Segundo a TCC – Terapia Cognitivo-Comportamental, “um conjunto de comportamentos identificáveis, aprendidos, empregados pelos indivíduos nas situações interpessoais para obter ou manter o reforço de seu ambiente (Kelly, 1982)” é considerado uma prática de habilidade social. O que eu quero dizer é que alguns indivíduos, ao se comportarem dentro de uma torcida, podem estar buscando aprovação social ou ainda buscando fazer parte do grupo de forma integrada. Seus pensamentos giram em torno do coletivo, como por exemplo, “só serei aceito se…”. Com isso, o comportamento se aproxima dos demais.
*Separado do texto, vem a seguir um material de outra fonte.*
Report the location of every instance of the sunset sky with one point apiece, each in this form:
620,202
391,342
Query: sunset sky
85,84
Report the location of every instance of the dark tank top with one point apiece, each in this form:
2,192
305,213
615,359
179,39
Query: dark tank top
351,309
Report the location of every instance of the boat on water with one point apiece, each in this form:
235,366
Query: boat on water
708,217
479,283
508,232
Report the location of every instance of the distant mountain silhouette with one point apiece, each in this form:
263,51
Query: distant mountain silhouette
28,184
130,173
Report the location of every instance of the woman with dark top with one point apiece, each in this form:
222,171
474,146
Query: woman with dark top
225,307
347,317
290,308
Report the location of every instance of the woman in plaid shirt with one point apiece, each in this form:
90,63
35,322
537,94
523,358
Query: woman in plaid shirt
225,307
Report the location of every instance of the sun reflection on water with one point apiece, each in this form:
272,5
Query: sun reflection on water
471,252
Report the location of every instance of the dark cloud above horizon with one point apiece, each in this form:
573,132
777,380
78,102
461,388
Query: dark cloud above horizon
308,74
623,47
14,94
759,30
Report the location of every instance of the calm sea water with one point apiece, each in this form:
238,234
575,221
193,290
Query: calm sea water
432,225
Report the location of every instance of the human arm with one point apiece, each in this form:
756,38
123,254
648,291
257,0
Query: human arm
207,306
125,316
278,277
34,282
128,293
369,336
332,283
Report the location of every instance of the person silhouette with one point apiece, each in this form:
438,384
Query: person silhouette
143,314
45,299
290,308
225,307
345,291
Para Trower, Bryant e Argyle (1978), analisam que “uma pessoa pode ser considerada socialmente inadequada se for incapaz de afetar o comportamento e os sentimentos do grupo”. Neste caso existe o compromisso do organizador da torcida em incitar e persuadir o grupo ao que os preceitos e normas dela pregam, sabendo-se que além da diversão estão preparados para a batalha, se preciso for. Falo em batalha pois em disputas sempre há duas torcidas envolvidas e dispostas a brigar pelo seu conceito do que é certo ou errado. Esse tipo de situação é considerada como situação psicologicamente “forte” que são aquelas com sinais claros que guiam esses comportamentos, ou seja, altamente estruturadas, com regras e roteiros que limitam a maior parte do comportamento que se desenvolve nelas.

Em casos de violência extrema em que se cometem crimes graves, a TCC diagnostica como carência de habilidades sociais. Alegando que o comportamento antissocial do criminoso deve-se a uma aprendizagem social ausente ou inadequada.

Indivíduos com características externalizantes, ou seja, que se expressam predominantemente em relação a outras pessoas, podem ter comportamentos antissociais, com baixo auto controle e percepção equivocada dos fatos e normas sociais. Pesquisas mostram que algumas condições familiares e sociais como pobreza, abuso, negligência, drogadição e alcoolismo dos pais estão entre os fatores de comportamentos antissociais.

Líderes de grupos que incitam a violência, vêm em sua maioria, de um repertório social empobrecido em que a falta de habilidades sociais contribui para a ausência das relações humanas harmoniosas.